Cisco UCS provides a configurable “Chassis Discovery Policy” that affects how chassis links (called “Server Ports”) are activated when discovering a new chassis. See this page on cisco.com.
After a recent discussion on Twitter, I decided to test out a few scenarios.
My configuration is a pair of UCS 6120 Fabric Interconnects, two UCS 5108 Chassis, with 2 links per IO Module.
Additionally, this particular lab is on a reasonably old version of UCSM code, 1.0(1f). I’m not in a position to upgrade it at the moment – I can re-test at a later date with more current code. I don’t expect the behavior to change, however.
I started with the default discovery policy of 1-link. I enabled one link per fabric interconnect to a chassis, and checked the status of the ports. The ports were in an “Up” Overall Status, which is proper – and means that the link is available for use. I then enabled a second link per fabric interconnect to the same chassis. The second activated link went into a “Link Up” state, with “Additional info” of “FEX not configured”. This means that the physical link has been activated, but is not in use – the IO Module (FEX) is not using the link. A re-acknowledgement of the chassis activates the second link.
I then changed the discovery policy to 4-links. I enabled one link per fabric interconnect to a different chassis, and checked the status of the ports. The ports went into the “Link Up” state, “FEX Not Configured” – in other words, the links are not use. While we can detect that the chassis is present, no traffic will flow as the FEX has not yet been configured to pass traffic. Furthermore, the chassis is an error state, in as much as the cabling doesn’t match the chassis discovery policy.

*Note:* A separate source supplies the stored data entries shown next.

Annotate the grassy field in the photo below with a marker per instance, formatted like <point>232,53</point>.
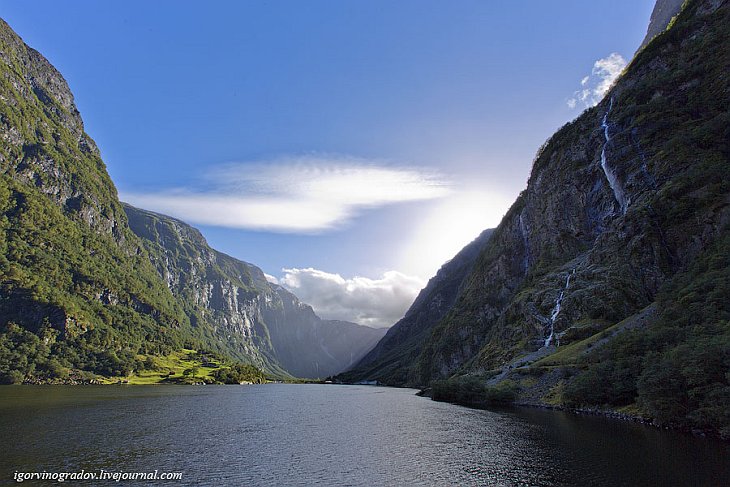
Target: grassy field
<point>170,369</point>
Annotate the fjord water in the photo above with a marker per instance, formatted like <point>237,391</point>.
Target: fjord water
<point>334,435</point>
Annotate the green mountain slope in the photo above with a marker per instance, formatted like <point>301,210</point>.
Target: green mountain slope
<point>391,361</point>
<point>242,313</point>
<point>70,268</point>
<point>89,286</point>
<point>615,257</point>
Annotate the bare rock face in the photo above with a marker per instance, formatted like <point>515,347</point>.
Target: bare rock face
<point>619,202</point>
<point>391,360</point>
<point>262,322</point>
<point>44,140</point>
<point>664,11</point>
<point>111,282</point>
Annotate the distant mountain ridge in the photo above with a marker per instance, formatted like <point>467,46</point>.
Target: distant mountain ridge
<point>265,321</point>
<point>390,361</point>
<point>606,284</point>
<point>88,285</point>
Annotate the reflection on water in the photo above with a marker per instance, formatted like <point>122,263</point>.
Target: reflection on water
<point>335,435</point>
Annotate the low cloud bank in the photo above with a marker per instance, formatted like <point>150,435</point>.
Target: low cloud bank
<point>372,302</point>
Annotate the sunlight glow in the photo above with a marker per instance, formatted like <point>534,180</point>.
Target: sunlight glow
<point>450,225</point>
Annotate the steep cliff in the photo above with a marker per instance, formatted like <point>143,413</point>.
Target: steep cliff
<point>606,283</point>
<point>81,292</point>
<point>392,360</point>
<point>71,271</point>
<point>247,315</point>
<point>661,16</point>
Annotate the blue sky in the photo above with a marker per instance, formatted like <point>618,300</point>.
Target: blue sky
<point>357,144</point>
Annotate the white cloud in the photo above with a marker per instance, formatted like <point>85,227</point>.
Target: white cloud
<point>596,85</point>
<point>300,195</point>
<point>373,302</point>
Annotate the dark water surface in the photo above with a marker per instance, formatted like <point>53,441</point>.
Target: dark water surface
<point>333,435</point>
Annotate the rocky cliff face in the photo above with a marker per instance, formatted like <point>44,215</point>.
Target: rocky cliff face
<point>258,321</point>
<point>79,290</point>
<point>619,201</point>
<point>69,261</point>
<point>308,346</point>
<point>605,285</point>
<point>391,361</point>
<point>664,11</point>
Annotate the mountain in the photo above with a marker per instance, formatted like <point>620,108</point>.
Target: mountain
<point>663,13</point>
<point>91,286</point>
<point>389,362</point>
<point>264,321</point>
<point>606,284</point>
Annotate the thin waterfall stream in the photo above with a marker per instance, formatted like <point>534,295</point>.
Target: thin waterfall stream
<point>618,191</point>
<point>556,311</point>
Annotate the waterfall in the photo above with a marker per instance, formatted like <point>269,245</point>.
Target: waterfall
<point>618,191</point>
<point>556,310</point>
<point>525,243</point>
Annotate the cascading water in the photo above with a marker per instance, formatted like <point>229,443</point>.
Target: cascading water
<point>556,311</point>
<point>618,191</point>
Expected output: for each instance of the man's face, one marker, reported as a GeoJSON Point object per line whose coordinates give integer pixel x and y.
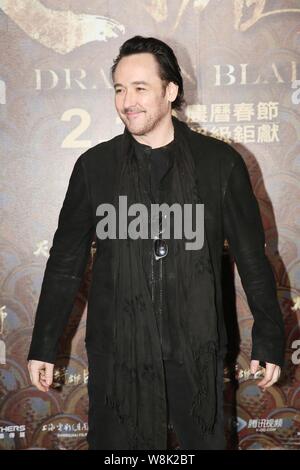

Reacknowledging the chassis activates the links, and removes the error condition, even without changing the discovery policy.
Finally, I tested the scenario of setting the chassis discovery policy to 2 links and activating only one link per Fabric Interconnect. As expected, the link enters the “link-up”, “FEX not configured” state. I then activated a second link per Fabric Interconnect. After a brief period, both ports per Fabric Interconnect enter the “Up” status.
In short, setting the Chassis Discovery Policy determines how many links must be present per Fabric Interconnect to an IO Module before the ports are activated and the chassis is put into service. If the policy is set at 1 link, and more than 1 link are activated, a simple re-acknowledgement of the chassis will activate the additional links. If the policy is set to a higher number – and that number of links are not present – the chassis will not be activated unless a manual re-acknowledgement is done.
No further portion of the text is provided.